AbiWord is an alternative for learners that are just starting to read and write. Also for the ones that can get overwhelmed with all the functionality in MS Word.  If young learners write their thoughts using a word processor, readers might pay more attention to the content of their work instead of their penmanship.  I just saw this in action last night as a group of parents approached a bulletin board full of students' notes.  They were commenting on their writing and spelling. Nobody mentioned the fact that their fourth grader was writing about the personal qualities of one of their classmates. A powerful exercise for a group of students that came together two weeks ago, to know and learn from each other. I was excited to see the second grade teacher giving all the parents a book of poems authored by her students, until she mentioned that she typed them on the computer herself. I was looking at two desktop computers sitting right there in the classroom.  Sending her an email with an AbiWord link and talking to her is in the works.
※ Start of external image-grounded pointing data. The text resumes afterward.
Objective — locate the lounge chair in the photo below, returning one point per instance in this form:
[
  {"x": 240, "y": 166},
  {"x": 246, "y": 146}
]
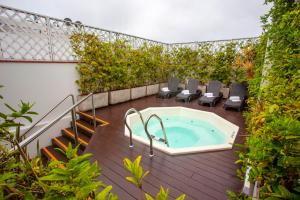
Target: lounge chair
[
  {"x": 192, "y": 92},
  {"x": 212, "y": 95},
  {"x": 172, "y": 89},
  {"x": 238, "y": 94}
]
The school being referenced here is a small charter school. Exposing them to the open source applications Dr. Garrigan shared with us in class can deliver some possibilities for the teachers and their students, as they embark on their constructivist learning curriculum.

References:


New Breed Software. Tux Paint [Open Source Drawing Software for Children]. Retrieved from http://www.tuxpaint.org/

Lifelong Kindergarten Group at the MIT Media Lab. Scratch [Open Source Programming Animation Software]. Retrieved from http://scratch.mit.edu/

Lachowicz, D. AbiWord [Open Source Word Processing Software]. Retrieved from http://www.abisource.com/

Tuesday, September 7, 2010

TLT450 Esther Karoleski Blog Post - Week 1 Assignment

My professional background is in Industrial and Systems Engineering.  Current and future interests are to minimize the time spent looking for reliable information online by using semantic web tools.  Specially by integrating teacher content searches with the requirements from educational and testing standards.  Not sure if this falls under Learning Sciences or Engineering.
Course goal is to learn how can technology help instructors and learners increase their virtual memory.  Can storage and recall become more efficient when the learner can also rely on virtual storage and retrieval using only partial information stored in our brains.